I am Christian and got no problems/restrictions whatsoever...


----------



## samkalu (Dec 12, 2012)

qlada said:


> I am Christian and got no problems/restrictions whatsoever...


Thanks. Thats good to hear


----------



## KHALED ALMAGHRABI (Nov 26, 2013)

In the public area, she should wear modest clothes I believe covering her body with abaya it is a must in some places.


----------



## SOAB (Jan 25, 2014)

She will have to cover her body wearing the abaya but there is no need for her to cover her head unless she is harassed by a motawa (its sometimes best to just cover your head to shut them up). If you are visiting or living in a western compound, she will be able to take off her abaya. Driving is not allowed for woman still unfortunately although some compounds allow it. If she smokes in public such as on the street, she will be stared at. Both of you can't drink alcohol and wont be able to be affectionate in public, no holding hands. I would advise you to try and live in a compound as there aren't as many rules and restrictions compared to living outside a compound.


----------



## samkalu (Dec 12, 2012)

Thanks for the information


----------



## RoohulAmin123 (Feb 8, 2014)

I want to migrate to saudi, or dubai with my family. HoW?


----------



## SOAB (Jan 25, 2014)

RoohulAmin123 said:


> I want to migrate to saudi, or dubai with my family. HoW?

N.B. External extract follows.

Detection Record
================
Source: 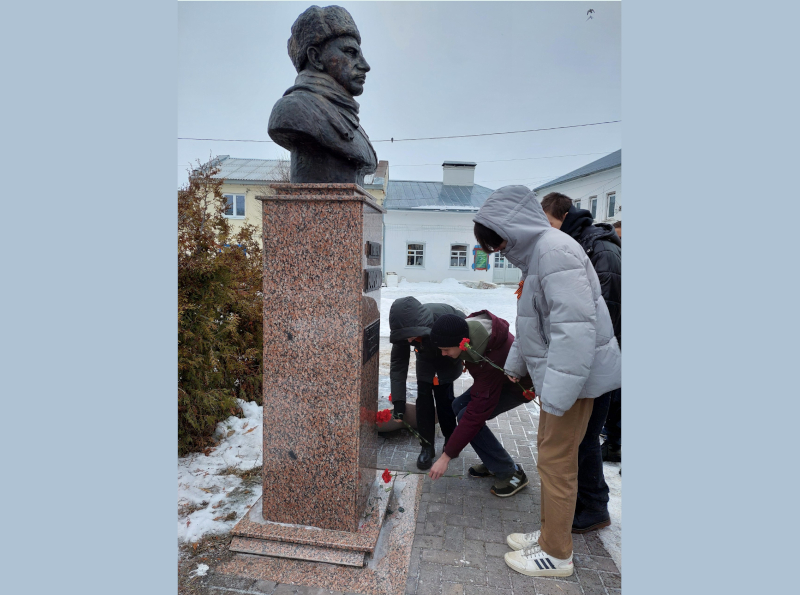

You should apply for a job. If it is Saudi that you were wanting to live then you will only be able to enter the country if you have a visa, either a work visa or a visa for religious purposes or if you have family there. If you are planning to be there for long though, you will have to find a job before you more out there. As for Dubai, you should apply for a job before moving there as well but could always go on holiday to see it first.:fingerscrossed:


----------